#20 RHP Chris Flexen
Ht: 6’3″ Wt: 235 Level: Advanced-A St. Lucie Mets
B/T: R/R Age: 7/1/94 (22) Age Dif: -2.1
Acquired: Drafted in 2012 (14th round) from Memorial HS in Newark, California
Last year: 17
2016 Statistics: 10-9, 3.56 ERA, 25 G, 25 GS, 134.0 IP, 1.313 WHIP, 6.4 K/9
If you look not just at the top prospects in any organization, Mets included, you see a number of guys who have all the tools to not only make it to the majors, but also excel in the majors. Unfortunately, many of these same players have one or more issues that will prevent them from realizing their full potential. In those circumstances, the hope is the prospect is in the organization which will best let them reach their full potential.
Look at Flexen, he may not only be in the right organziation, but he may be heading to the exact level he needs to be at in order to reach his potential.
Now a year and a half removed from Tommy John surgery, Flexen has showed he is no more than a two pitch pitcher, but those pitches have promise. Towards the end of the St. Lucie season Flexen was sitting in the mid 90s with the ability to ramp up his fastball into the high 90s. He has a promising curveball with a sharp late bite. Both pitches are difficult to hit. A player with this fastball/curveball combination catches the eye of all organizations, and it goes a long way to explain why the Mets added Flexen to the 40-man roster.
The obvious question here is if the above is true, then why did Flexen have such pedestrian stats for St. Lucie last season. The answer is his command. While Flexen has a good fastball and curveball, he has difficulty controlling it. When you have difficulty controlling your two best pitches, you are going to walk too many people, fail to generate strikeouts, and you are going to have high pitch counts. This was exactly what MMN‘s Ernest Dove saw:
My eye ball test showed numerous working off the counts by opposing batters, leading to the high pitch count by Flexen on the night even while only allowing one hit all game. For me the key for Flexen will be consistency around the strike zone with his curve going forward. Physically he looks strong and solid, and showed ability to get out of jams due to walks and utilizing his defense behind him to make the plays. Not a lot of hard contact was made off Flexen during the game I attended.
This start wasn’t an outlier for Flexen. It’s been the norm for him during his professional career, and if he doesn’t address these issues it’s eventually going to stunt his career. With that said, a pitcher with Flexen’s fastball and curveball needs to be given every opportunity to succeed.
The main thing Flexen is going to have to do is harness these pitches. Likely, both can be addressed by fixing Flexen’s delivery. At the moment, he tends to throw a bit across his body thereby causing some of his control issues. By fine tuning his stride to the plate, he could very well improve his command. Fortunately, this is an area where Binghamton Rumble Ponies pitching coach Glenn Abbott has helped Mets pitchers in the past.
The next thing Flexen needs is another pitch. While his change-up has shown some promise, it still does not have the downward movement it needs to be an effective pitch. It is possible a new grip could help, but more likely than not Flexen is going to have to develop a slider, a pitch he has dabbled with and throws infrequently. Fortunately for him, he happens to be in an organization that specializes in helping pitcher learn the slider.
Predominately because of the organization he’s in, there is legitimate reason to be bullish on Flexen’s development. With better command and a slider, he projects to be a middle of the rotation starter. If he can truly harness that slider like many in the Mets organization have and/or make his change-up an effective pitch, he could turn out to be more. It should be noted Flexen has been noted as a hard worker who is willing to learn. It’s just time for the hard work to start turning into results.
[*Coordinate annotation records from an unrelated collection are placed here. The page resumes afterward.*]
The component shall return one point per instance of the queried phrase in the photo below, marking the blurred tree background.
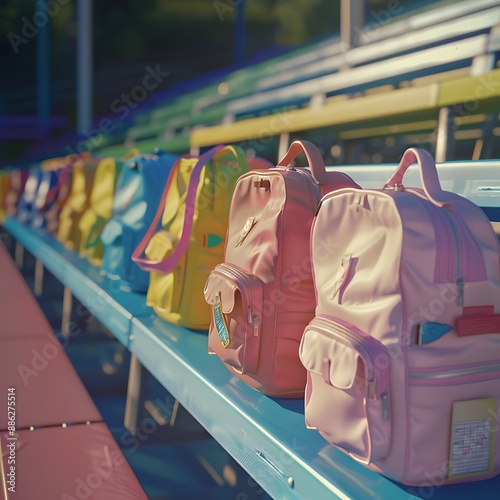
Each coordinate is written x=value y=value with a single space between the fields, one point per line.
x=186 y=38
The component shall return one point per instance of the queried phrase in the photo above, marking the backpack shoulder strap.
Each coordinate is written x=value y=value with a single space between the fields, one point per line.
x=168 y=265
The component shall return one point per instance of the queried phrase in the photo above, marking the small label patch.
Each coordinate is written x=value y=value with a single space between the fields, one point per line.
x=220 y=323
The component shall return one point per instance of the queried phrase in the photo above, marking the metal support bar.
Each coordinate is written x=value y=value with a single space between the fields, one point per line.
x=66 y=312
x=38 y=286
x=136 y=395
x=352 y=22
x=239 y=33
x=19 y=255
x=84 y=75
x=445 y=143
x=43 y=68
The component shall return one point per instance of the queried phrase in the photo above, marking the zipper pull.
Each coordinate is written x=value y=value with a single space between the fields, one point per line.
x=372 y=390
x=386 y=407
x=255 y=325
x=460 y=291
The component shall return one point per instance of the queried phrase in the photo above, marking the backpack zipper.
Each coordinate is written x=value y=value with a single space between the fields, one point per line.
x=447 y=377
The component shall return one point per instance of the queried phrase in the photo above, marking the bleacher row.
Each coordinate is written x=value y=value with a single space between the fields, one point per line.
x=399 y=81
x=394 y=83
x=49 y=425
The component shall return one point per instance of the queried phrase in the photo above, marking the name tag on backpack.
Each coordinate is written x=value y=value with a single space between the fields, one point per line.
x=220 y=323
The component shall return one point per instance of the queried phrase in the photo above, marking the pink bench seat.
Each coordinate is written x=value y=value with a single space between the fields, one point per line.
x=80 y=461
x=48 y=390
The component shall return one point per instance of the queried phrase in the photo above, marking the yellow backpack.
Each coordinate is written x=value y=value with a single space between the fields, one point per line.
x=195 y=208
x=78 y=201
x=100 y=210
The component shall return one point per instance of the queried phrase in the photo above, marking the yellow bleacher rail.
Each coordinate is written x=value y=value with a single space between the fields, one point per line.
x=473 y=92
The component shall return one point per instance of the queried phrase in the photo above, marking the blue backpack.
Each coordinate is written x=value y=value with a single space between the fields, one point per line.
x=26 y=205
x=137 y=196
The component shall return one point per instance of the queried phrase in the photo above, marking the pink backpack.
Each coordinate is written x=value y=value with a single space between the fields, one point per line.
x=403 y=356
x=262 y=295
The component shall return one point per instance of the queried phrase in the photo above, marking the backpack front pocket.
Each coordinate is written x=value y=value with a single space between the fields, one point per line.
x=348 y=388
x=235 y=330
x=165 y=290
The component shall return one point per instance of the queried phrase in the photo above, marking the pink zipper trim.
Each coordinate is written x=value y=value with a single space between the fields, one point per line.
x=373 y=348
x=472 y=258
x=446 y=258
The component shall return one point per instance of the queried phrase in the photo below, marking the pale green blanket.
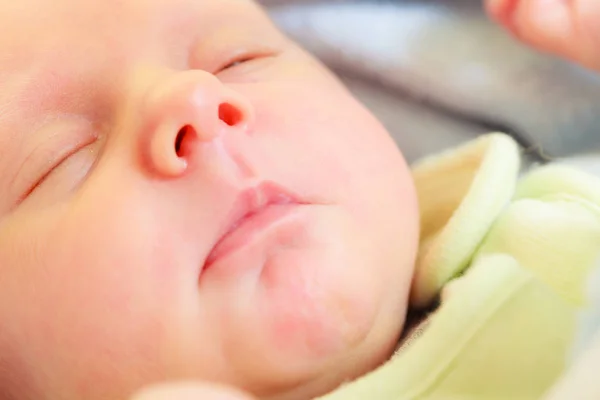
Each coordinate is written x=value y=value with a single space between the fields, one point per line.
x=509 y=255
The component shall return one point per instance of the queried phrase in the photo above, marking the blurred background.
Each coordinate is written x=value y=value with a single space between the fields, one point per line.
x=438 y=73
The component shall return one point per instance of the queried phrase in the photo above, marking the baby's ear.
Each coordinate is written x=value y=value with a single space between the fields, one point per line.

With all the positives noted, Flexen still has not developed the command you would hope, and he is still working on a third pitch. At this point in his career, he looks to be a reliever with a high upside.
2017 Outlook –
After pitching in St. Lucie for a full season, Flexen should begin the 2017 season with AA Binghamton. Where he goes from there is anyone’s guess. If the Mets pitching staff faces the same number of injuries they did in 2016, there is a clear and definable path for him to make it to the major leagues in a similar fashion that Robert Gsellman did last year. However, this is going to depend on Flexen learning to both command his pitches and develop a third pitch.